"You can deny what you please, Mr. Woodward. I think it was lucky, for now he need know nothing of the engagement till he returns."
"Perhaps. My dear, by the way, have you any idea when the engagement is likely to--ahem--er--come off?"
Mrs. Woodward yawned once, twice. This was a detail scarcely sufficient to warrant her being kept awake. "I can't say--not till we are going to leave, I should think. That sort of thing breaks up a party dreadfully. Why?"
Mr. Woodward sighed. "Only the posts really are so irregular. As I said in my letter of to-day----"
But this was too much for anyone's patience. "You can tell me to-morrow, my dear," said the wife of his bosom, firmly. "I shouldn't wonder if it were later than ever, for Lady George told me it was fair day, or fast day, or something of that sort in Oban."
Mr. Woodward gave a groan, and turned over to compose a still more scathing report of the Gleneira mail.
About the same time Blanche Temple, who, on her husband's late arrival from the smoking-room, was found by him in dressing-gown and slippers over the fire, reading a novel, and enjoying the only free time, she said, a Highland hostess could hope for, was telling her lord and master much the same tale. The young people were getting on, Paul was really behaving charmingly, and little Mrs. Vane, contrary to her expectations, seemed quite inclined to throw them together, so that the future seemed clear. And Alice Woodward, had she been awake, would doubtless have added her voice to the general satisfaction, for it was distinctly pleasant to see the other girls' evident admiration of Paul's good looks, and to hear their raptures over the beauty of Gleneira. For a few months in autumn it would certainly be pleasant to play the part Lady George was playing now, and for the rest of the year there would be Constantinople, and civilisation generally.
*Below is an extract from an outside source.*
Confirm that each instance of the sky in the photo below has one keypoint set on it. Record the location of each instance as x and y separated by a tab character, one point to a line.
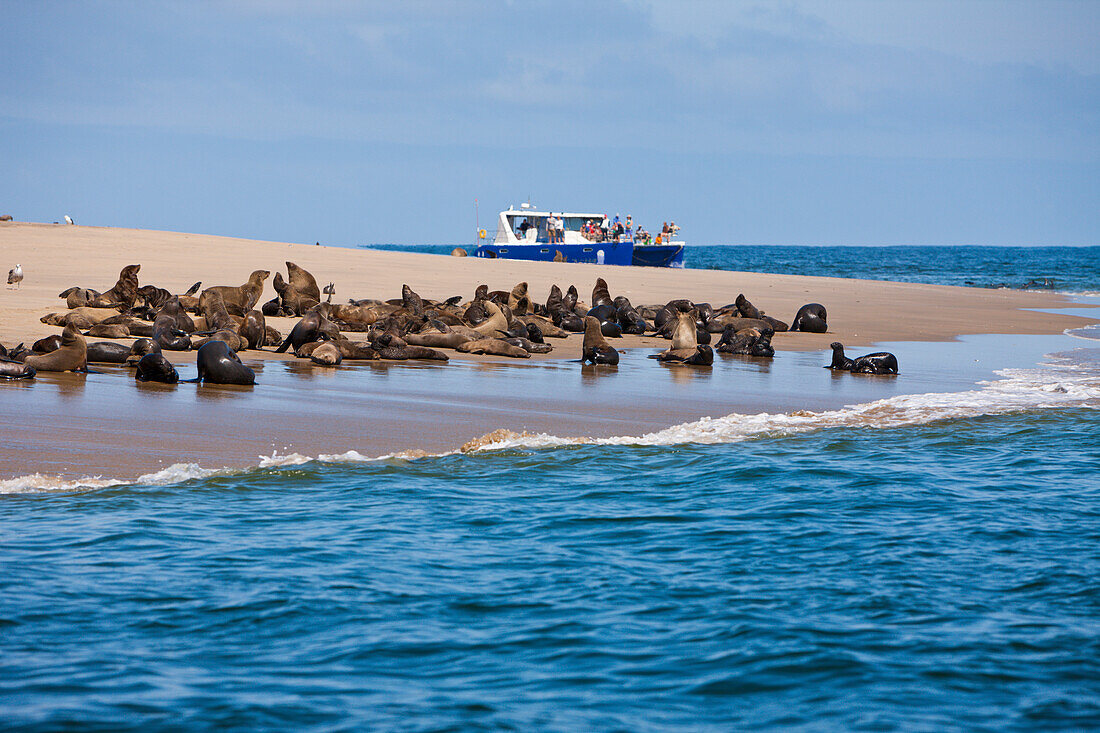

But the very next day at dinner something occurred to disturb one person's peace, for Paul, as Mrs. Vane used to say, was a bad landlord even to himself. His mind was not well fenced, and the gates, which should have barred vagrant thoughts from intrusion, were as often as not wide open or sadly out of repair. And this interruption was trivial, being only a remark in his sister's clear, high-pitched voice:
"Mr. Gillespie was here again about that bazaar, and I believe, Paul, he is in love with that Miss Carmichael of yours. At least, he talked of her in a way--it would be most suitable, of course, and I really think we ought to encourage it. It would give us old fogies something to amuse us, wouldn't it, Mrs. Woodward?"
"I disapprove of matchmaking on principle, Lady George," replied that lady, severely; "but this, as you say, appears very suitable indeed. She is a governess, or something of that sort of thing, I believe, and they generally make admirable wives for poor clergymen. Understand Sunday-schools, and don't expect to be taken about everywhere."